Nous avions envisagé de déplacer une planète, de bouleverser la vie de tous ses habitants uniquement pour éviter une confrontation avec la Terre. Cette attitude me semblait être à présent d’une incroyable lâcheté. J’essayai d’imaginer le voyage vers ce nouveau système, à travers des milliers d’années-lumière qui n’existaient pas en réalité, et malgré mon rehaussement qui m’en fournissait les moyens j’avais la certitude, tout au fond de moi, qu’il fallait que ce soit un rêve, un mauvais rêve que nous avions tous fait.
Je plissai les yeux pour contempler l’horizon ouest. Phobos allait bientôt se lever, précédant de peu Deimos. Je m’accroupis sur les cailloux, la tête penchée en avant, fixant la poussière entre mes pieds.
Casseia, Cassie, femme, fille, épouse, n’existait plus. Mes racines avaient été trop de fois déchirées. Je ne pouvais pas, rien qu’en plongeant mes mains dans ce sol pour le remuer, me faire pousser une nouvelle conscience, un nouveau centre de personnalité. Mars n’était pas à nous, pas à moi. Nous venions d’un autre endroit, très éloigné. Nous étions des envahisseurs incrustés sous la surface comme des chiques sous la peau de quelqu’un.
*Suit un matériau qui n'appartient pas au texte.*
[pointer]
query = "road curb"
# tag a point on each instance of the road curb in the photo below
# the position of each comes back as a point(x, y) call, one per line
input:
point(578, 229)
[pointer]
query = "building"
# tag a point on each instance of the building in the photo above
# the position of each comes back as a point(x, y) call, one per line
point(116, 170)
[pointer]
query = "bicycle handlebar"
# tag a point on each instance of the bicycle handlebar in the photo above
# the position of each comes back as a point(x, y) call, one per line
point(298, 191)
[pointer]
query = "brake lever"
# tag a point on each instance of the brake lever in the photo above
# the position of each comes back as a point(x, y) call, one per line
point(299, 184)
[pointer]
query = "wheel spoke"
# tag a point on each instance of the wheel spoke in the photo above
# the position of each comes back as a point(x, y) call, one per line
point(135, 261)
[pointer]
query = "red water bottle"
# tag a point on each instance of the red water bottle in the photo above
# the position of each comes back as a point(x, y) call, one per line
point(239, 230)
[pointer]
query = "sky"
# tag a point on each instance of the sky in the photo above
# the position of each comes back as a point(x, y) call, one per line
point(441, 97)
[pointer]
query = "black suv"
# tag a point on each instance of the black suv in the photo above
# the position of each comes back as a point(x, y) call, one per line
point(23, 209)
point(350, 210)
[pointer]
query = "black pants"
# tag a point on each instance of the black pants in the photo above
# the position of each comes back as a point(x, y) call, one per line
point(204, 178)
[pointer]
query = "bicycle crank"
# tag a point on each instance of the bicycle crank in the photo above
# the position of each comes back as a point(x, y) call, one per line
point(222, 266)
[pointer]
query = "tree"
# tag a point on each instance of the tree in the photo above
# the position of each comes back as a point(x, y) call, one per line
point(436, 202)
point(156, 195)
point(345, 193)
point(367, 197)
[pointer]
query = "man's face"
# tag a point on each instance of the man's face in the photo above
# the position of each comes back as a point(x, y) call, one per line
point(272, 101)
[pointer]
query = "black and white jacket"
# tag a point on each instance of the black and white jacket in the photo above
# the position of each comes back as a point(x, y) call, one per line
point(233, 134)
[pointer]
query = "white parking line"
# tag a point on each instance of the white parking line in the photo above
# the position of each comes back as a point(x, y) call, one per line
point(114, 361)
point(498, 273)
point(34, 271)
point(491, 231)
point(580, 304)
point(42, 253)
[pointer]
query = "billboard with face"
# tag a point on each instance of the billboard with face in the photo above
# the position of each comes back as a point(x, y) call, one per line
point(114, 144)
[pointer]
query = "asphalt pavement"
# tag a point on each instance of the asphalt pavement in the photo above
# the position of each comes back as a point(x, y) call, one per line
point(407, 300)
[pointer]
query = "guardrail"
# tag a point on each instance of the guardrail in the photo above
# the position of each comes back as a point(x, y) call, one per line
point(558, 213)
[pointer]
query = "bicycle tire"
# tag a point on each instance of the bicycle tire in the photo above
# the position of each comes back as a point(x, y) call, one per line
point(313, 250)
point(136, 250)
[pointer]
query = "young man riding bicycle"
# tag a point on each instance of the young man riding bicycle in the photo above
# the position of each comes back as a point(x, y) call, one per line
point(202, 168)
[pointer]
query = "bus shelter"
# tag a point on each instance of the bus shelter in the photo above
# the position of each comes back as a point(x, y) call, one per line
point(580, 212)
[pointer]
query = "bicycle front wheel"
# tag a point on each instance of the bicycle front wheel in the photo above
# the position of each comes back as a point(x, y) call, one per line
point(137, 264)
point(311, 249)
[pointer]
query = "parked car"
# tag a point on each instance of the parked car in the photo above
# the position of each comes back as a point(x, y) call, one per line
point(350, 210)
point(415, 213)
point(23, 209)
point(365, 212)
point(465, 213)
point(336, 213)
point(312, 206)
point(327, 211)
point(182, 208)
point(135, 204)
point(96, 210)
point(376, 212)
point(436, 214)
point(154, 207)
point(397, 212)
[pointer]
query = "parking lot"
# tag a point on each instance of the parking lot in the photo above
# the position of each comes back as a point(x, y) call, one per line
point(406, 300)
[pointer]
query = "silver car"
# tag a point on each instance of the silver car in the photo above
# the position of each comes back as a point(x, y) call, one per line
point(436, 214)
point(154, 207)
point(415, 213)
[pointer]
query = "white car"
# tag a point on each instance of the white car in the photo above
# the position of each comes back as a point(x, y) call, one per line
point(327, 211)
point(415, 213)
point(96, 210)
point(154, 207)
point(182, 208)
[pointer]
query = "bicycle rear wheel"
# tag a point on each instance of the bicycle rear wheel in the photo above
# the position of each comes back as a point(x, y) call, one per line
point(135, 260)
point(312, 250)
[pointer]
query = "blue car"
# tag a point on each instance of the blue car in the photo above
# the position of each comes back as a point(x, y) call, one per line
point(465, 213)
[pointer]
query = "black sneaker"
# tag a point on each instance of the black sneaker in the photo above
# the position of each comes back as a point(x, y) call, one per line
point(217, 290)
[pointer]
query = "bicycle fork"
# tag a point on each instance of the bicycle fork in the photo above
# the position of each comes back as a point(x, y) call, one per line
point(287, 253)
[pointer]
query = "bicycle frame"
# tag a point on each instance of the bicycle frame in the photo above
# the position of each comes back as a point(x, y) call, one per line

Mars appartenait à une biosphère mort-née.
Il n’y avait rien en mon centre. Ni émotion ni enthousiasme. Rien d’autre que le devoir à accomplir.
Mes bras tremblaient. Je fis un effort de volonté pour les en empêcher, mais ne parvins à rien. Je n’avais pourtant pas froid. Mes jambes se mirent à trembler aussi. Mes orteils se crispèrent dans leurs brodequins. La voix de ma combinaison me demanda :
— Vous sentez-vous bien ?
— Non, murmurai-je.
— Cette combinaison n’est pas munie de dispositif médical d’urgence, mais elle peut émettre un signal de détresse si vous prononcez à haute voix le mot « oui » ou si vous serrez le poing droit.
— Non, répétai-je.
— La question vous sera posée toutes les deux minutes tant que vos symptômes ne s’amélioreront pas.
— Non.
Je relevai la tête. Il y avait des gens sur la plaine caillouteuse et le sable. Ils ne portaient pas de combinaison et m’observaient avec curiosité.
Ma mère s’approcha la première et se laissa tomber à genoux devant moi. Derrière elle arrivèrent Orianna, de la Terre, puis mon frère Stan. Il portait son jeune fils dans ses bras. Le visage d’Orianna était sans expression, mais je sentis qu’elle m’en voulait. Si Phobos s’était écrasé sur la Terre, elle serait morte. Reconnaissance spéciale et instantanée de l’énormité de ma culpabilité.